Loveday shrugged and rolled her eyes. Then, twisting her hands together, she turned to face Caradoc.

“You swear you won’t tell Dottie – or Theo?”

“I promise.”

“And you’ll bring Georgie to visit sometimes?”

“When I can.”

Loveday bit her lower lip and nodded, letting Caradoc wrap his big arms around her one final time. He smelt like the burnt cedar she kept in the makeshift potions kit she kept in the attic, using Dottie’s old textbooks to try her hand at all the odd concoctions wizarding kind had come up with.

“Please look after yourself, Loveday,” Caradoc whispered in her ear. “You know I care for you very much, don’t you? It’s just with this damned war…”

Loveday nodded into his chest, ignoring the raw feeling at the back of her throat. She’d always looked after herself, in her own way. She’d always had to.

“I know, Uncle Doc,” she whispered. “I’ll miss you.”

She always did.

“I’ll be back in a few days,” he said as he stepped towards the fireplace. “I’ll talk to Alastor and see what I can do.”

Loveday frowned and bit at her lip nervously. She hadn’t cared to ask before but -

“Do you think I could come to London maybe?”

Caradoc froze in his tracks.

“To London?” he asked in a surprised tone. “I thought you liked it here?”

“I love World’s End,” she said, her chest starting to feel a little colder with every word she spoke. Words she’d never spoken before. “It’s just that – well, it gets a little lonely round here. The twins are away and Vic’s still at Uni – and Dottie and Theo and Dru never really have time to visit anymore.”

“I had thought Georgie might have helped –“

“Georgie can barely talk! You left me here alone with a child!” she snapped and Caradoc took a step back towards the fire. Her hands shook ever so slightly, and even without looking in the mirror she knew her eyes had flashed a bright yellow. With a shaky sigh, she closed them, willing the anger to go away. Her nails had sharped and the edges were pressing into the scarred palms of her hands.

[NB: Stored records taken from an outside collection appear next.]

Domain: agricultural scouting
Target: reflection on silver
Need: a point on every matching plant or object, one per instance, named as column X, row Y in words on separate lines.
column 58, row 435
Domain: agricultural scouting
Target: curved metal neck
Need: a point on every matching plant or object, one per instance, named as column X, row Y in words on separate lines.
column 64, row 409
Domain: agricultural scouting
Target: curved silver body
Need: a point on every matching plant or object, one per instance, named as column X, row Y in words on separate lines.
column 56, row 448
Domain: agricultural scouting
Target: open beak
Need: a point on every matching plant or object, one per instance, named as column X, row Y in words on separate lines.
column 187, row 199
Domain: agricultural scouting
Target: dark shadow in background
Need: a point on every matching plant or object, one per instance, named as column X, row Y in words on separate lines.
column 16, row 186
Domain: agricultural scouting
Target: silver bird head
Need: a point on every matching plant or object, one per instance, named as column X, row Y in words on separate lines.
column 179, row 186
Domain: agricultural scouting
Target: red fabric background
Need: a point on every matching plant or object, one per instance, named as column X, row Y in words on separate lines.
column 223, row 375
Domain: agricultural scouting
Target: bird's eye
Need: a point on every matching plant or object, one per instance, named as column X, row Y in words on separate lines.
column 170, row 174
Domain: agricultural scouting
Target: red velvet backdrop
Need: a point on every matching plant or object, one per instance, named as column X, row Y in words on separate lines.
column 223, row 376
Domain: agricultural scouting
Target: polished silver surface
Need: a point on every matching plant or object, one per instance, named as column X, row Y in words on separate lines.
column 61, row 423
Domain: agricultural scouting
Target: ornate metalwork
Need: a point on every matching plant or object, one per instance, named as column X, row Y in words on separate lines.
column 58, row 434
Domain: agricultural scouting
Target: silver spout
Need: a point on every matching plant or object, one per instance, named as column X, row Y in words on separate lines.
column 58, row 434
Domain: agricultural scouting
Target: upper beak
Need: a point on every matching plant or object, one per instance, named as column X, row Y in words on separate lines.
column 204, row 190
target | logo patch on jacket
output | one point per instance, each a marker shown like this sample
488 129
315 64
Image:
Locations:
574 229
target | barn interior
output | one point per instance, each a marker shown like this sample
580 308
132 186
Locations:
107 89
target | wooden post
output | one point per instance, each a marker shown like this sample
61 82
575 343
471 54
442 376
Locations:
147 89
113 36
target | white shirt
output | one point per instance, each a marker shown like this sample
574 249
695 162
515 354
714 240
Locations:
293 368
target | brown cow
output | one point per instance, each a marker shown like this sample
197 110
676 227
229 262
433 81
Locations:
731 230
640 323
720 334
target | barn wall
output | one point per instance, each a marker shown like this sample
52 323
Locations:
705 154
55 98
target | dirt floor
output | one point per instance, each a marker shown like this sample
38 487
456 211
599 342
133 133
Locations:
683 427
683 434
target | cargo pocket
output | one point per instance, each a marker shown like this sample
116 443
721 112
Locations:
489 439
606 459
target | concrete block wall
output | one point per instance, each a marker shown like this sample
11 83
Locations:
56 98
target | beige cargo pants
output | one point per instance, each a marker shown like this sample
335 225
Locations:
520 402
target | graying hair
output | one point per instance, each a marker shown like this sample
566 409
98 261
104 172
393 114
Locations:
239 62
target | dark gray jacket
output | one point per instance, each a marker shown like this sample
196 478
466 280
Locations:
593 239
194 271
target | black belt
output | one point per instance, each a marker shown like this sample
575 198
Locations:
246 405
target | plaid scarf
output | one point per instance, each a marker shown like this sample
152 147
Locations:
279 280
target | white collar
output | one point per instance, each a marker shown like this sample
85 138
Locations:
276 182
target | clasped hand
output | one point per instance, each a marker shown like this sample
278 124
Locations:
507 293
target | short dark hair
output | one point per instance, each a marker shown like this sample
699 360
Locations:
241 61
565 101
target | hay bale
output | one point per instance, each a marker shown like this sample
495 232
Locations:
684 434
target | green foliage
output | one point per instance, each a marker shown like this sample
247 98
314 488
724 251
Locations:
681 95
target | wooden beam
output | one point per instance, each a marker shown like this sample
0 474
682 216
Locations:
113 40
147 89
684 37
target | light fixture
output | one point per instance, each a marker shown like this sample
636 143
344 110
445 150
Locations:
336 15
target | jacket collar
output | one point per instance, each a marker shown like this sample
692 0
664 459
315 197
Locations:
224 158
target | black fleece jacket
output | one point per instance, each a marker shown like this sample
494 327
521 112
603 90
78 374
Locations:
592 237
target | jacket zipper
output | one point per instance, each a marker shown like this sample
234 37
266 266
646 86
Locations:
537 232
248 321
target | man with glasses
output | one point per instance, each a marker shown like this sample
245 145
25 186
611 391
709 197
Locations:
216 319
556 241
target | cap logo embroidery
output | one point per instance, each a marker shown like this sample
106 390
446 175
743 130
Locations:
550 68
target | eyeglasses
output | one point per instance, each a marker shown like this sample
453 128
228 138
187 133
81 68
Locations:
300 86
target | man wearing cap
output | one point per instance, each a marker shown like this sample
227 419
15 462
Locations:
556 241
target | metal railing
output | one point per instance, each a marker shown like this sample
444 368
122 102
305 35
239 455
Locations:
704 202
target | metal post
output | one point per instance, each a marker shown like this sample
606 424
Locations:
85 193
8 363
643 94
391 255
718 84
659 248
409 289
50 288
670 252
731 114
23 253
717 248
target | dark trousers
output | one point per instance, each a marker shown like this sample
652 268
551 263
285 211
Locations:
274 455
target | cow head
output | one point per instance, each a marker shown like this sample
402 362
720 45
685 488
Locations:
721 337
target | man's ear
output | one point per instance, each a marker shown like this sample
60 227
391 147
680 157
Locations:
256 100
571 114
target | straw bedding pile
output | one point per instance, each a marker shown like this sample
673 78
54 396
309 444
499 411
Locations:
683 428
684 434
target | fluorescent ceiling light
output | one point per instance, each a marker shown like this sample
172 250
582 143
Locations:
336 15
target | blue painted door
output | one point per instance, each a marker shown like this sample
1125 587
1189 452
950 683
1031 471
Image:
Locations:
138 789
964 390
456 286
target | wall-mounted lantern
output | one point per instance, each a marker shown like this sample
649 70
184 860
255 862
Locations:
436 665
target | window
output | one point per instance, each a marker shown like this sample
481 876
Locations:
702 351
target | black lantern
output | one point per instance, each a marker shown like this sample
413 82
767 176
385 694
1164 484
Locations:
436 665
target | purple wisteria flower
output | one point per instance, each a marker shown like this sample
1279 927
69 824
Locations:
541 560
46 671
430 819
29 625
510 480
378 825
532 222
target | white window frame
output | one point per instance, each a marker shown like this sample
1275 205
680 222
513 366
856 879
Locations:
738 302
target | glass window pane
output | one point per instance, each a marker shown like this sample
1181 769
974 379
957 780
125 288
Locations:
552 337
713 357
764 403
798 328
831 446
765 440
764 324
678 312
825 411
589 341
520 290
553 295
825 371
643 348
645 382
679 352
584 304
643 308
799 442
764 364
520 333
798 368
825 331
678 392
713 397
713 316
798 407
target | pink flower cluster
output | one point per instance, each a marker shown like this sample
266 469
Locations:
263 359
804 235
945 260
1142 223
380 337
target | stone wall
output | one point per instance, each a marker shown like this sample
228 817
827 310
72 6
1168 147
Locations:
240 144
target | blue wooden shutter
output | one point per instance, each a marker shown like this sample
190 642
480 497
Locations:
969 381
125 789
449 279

“I’m sorry,” she whispered, but she had already shown Caradoc exactly why she’d never been asked to move to London. “I’m sorry. I just – I just get lonely sometimes. That’s all. I don’t need St/ Mungo’s, Doc. I just – I just want some company sometimes.”

“I’ll speak to Dumbledore about it,” Caradoc nodded, not quite meeting her eyes. “I promise, Loveday. I don’t want you doing anything stupid again, alright? Write to me.”

“Every night,” she promised quietly. “I’m busy in the mornings.”

“Every night,” Caradoc repeated, and gave her one last hard glance before disappearing into the flames.

Stood all alone in Hawthorne House, Loveday Dearborn had nothing left to do but stare at the flickering green flames in the fireplace. Nothing left to do but stare at the chipped orange paint on her toenails; the little sun she’d painted on her biggest nail to try to distract from the pointed edge that wouldn’t soften no matter how much she tried to file it down. She blew a loose strand of hair out of her eyes and quietly trudged down to the basement to curl up on the old torn sofa she usually collapsed on at the end of the full moon. She’d plastered the ceiling with old National Geographic posters of star systems. She had never been allowed outside on the full moon but at least she could pretend.

As she closed her eyes, Hawthorn House was quiet once more.